Member of Hellenic Parliament for Athens A
- In office November 20, 1977 – October 18, 1981

Personal details
- Born: March 7, 1914 Choumeri, Mylopotamos, Greece
- Died: August 27, 2011 (aged 97) Giorgos Gennimatas Hospital, Athens, Greece
- Party: Communist Party of Greece
- Spouse(s): Jenny Kollarou (1972-) Maria Foka
- Children: Stavros Kallergis
- Parent: Stavros Kallergis
- Relatives: Dimitrios Kallergis (relative)
- Occupation: Actor, director, politician

= Lykourgos Kallergis =

Greek actor, director, and politician

Lykourgos Kallergis (Λυκούργος Καλλέργης; 7 March 1914 – 27 August 2011) was a Greek actor, director and politician.

==Life==
Kallergis was born on 7 March 1914 in Choumeri, Mylopotamos to his father, Stavros Kallergis.
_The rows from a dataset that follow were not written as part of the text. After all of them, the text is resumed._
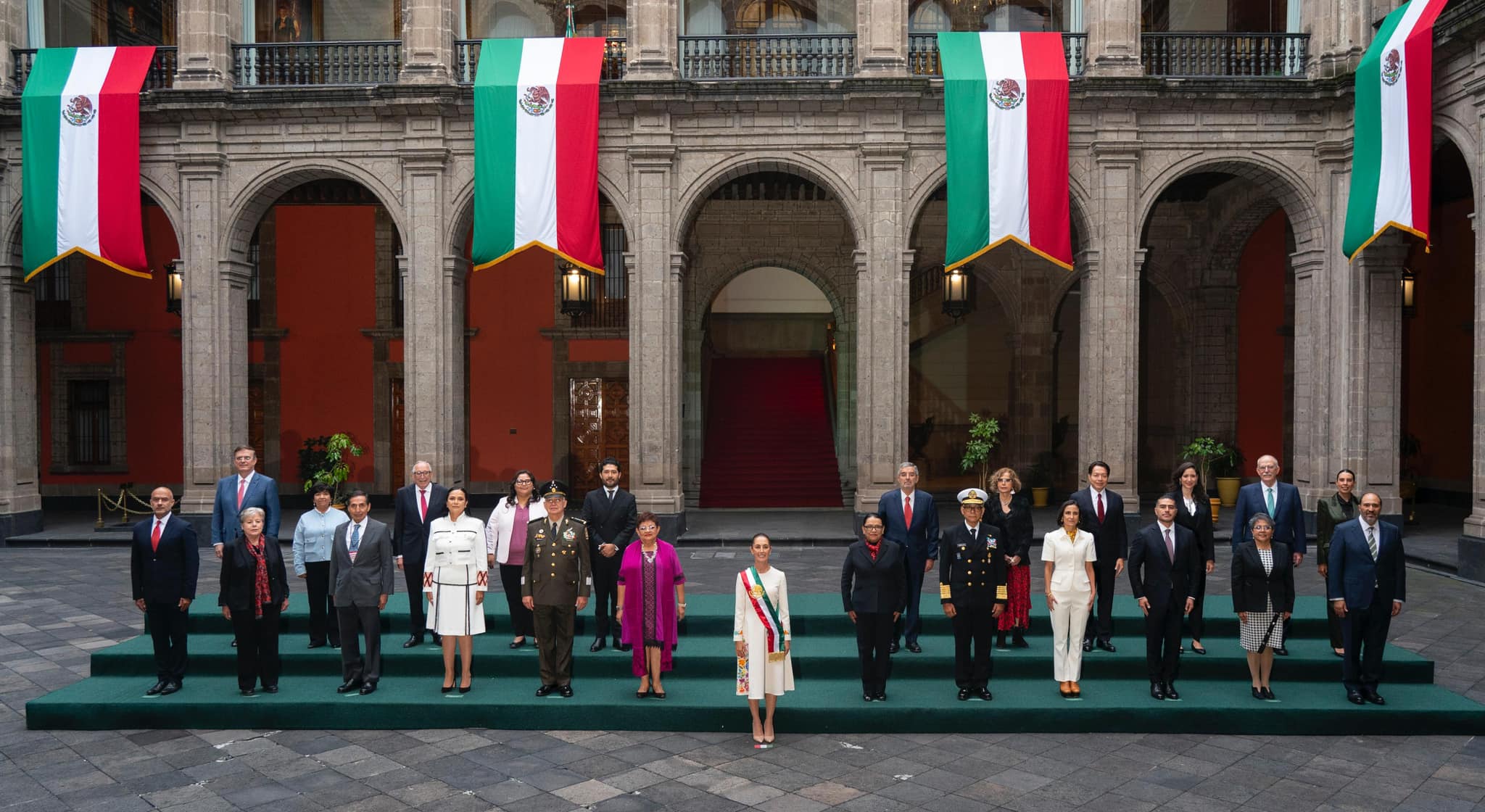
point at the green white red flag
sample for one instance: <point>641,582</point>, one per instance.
<point>1394,144</point>
<point>537,149</point>
<point>1006,134</point>
<point>80,158</point>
He moved to Athens at age 10. Kallergis was married twice, to Jenny Kollarou and Maria Foka (I).

Kallergis was credited in more than five hundred acting roles in Greek television, film, radio and stage over a career that spanned more than sixty years. He also ventured into politics, serving as a deputy within the Greek Communist Party from 1977 until 1981. Kallergis later translated foreign language plays into Greek and worked as a director.

Lykourgos Kallergis died at the Giorgos Gennimatas hospital in Athens on 27 August 2011, at the age of 97.